30 octobre 2009
Le compte à rebours commence pour la Route du Rhum. Elle partira de Saint-Malo le 31octobre 2010. À Bénodet, le Bigouden Éric Defert (1) est prêt. Il lui suffit de... boucler son budget.
«J'ai pris un gros risque, mais aujourd'hui j'ai un bateau neuf parmi les plus performants. D'autres skippers candidats à la Route du Rhum qui n'ont pas de bateau devront soit en louer un, soit lancer une construction». Éric Defert, sur le pont ensoleillé de son classe 40 (12,18m), ce jeudi dans le port de plaisance de Bénodet, est optimiste. Le Bigouden est prêt pour la course qui partira de Saint-Malo, le 31octobre 2010 pour rallier Pointe-à -Pitre. «L'idéal serait de boucler le budget dans les deux mois», dit-il. Âgé de 33 ans, le skipper de Plobannalec-Lesconil entend jouer les premiers rôles dans cette transat. «J'ai l'expérience, la maturité, le bateau. C'est le moment», constate-t-il.

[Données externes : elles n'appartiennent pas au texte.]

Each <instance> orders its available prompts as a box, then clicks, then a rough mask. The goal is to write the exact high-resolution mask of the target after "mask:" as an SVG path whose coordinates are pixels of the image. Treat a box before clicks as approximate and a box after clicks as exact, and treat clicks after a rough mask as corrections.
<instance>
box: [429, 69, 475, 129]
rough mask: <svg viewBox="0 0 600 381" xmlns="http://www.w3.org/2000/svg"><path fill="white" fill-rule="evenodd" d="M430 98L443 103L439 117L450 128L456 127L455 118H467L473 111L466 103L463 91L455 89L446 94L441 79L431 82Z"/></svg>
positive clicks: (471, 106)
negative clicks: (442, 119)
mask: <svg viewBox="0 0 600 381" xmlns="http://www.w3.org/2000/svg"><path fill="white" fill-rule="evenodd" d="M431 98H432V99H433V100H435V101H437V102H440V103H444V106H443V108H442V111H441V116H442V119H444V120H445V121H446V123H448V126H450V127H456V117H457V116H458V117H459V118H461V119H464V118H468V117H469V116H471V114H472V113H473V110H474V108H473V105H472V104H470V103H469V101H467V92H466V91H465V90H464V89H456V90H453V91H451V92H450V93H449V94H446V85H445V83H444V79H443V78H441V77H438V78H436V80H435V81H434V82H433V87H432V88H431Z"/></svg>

«Professionnel depuis 10 ans»
Voisin de Vincent Riou sur la côte bigoudène, il a fait ses classes au centre nautique des Glénans. «J'y étais comme objecteur de conscience en 1997. J'ai ensuite passé mon brevet de patron de plaisance voile, puis je me suis lancé dans la course au large en 1998, d'abord pour des propriétaires, puis son mon bateau en mini 6,50 à partir de 2001. Je suis professionnel depuis des années, entre courses et préparation en équipe. J'ai ainsi participé à la Route du Rhum pour Bernard Stamm, Steve Ravussin». Suivront encore, une Transat 6,50, trois saisons en Figaro, la Transat Jacques Vabre en 2007. «C'est à ce moment que j'ai décidé de me lancer dans en classe 40 avec en ligne de mire la Route du Rhum 2010. Il fallait avoir le meilleur outil. J'ai choisi un plan Guillaume Verdier, c'est l'architecte en pointe. Il dessine actuellement les deux seuls 60 pieds en projet pour Riou et Dick. Giovanni Soldini a déjà un plan Verdier. Un deuxième a été construit pour des Chiliens. J'ai acheté le troisième qui a été construit à Lorient».
400.000 EUR d'investissement
Coût: 400.000 EUR. «Dans le budget, il y a un peu d'apport personnel et les banques. C'est un gros emprunt mais elles ont suivi. Le bateau aura de la valeur. Il fallait que je prenne ces risques, car ce bateau sera mon atout. C'est une illustration de ma motivation pour décider des partenaires. C'est un bateau puissant, rapide dans toutes les allures». Pour réduire les coûts, Éric Defert a participé à plein-temps pendant six mois à la construction. Le Classe 40 est sorti en juillet de chantier et il a rallié Bénodet, son port d'attache. Il reste donc à boucler le budget. «Pour une année il est de 250.000 EUR. Il y a l'amortissement du bateau, un jeu de voile (50.000 EUR), l'électronique à compléter, l'assurance, les salaires (le skipper et un préparateur), etc. Un partenaire est déjà prêt à s'engager. Il me manque 150.000 EUR qui peuvent être répartis entre deux autres sponsors». Près d'un million de personnes avaient été comptabilisées sur les côtes bretonnes lors du précédent départ en 2006. La Route du Rhum est une course de prestige. Les multiples skippers cornouaillais qui vont s'engager dans la transat vont attirer tous les regards. Autant d'atouts qu'Éric Defert met en avant pour cette course dans laquelle il joue quitte ou double. Si tout se passe bien, il promet d'être aussi au rendez-vous du Tour du monde des Classe 40, prévus pour 2011-2012.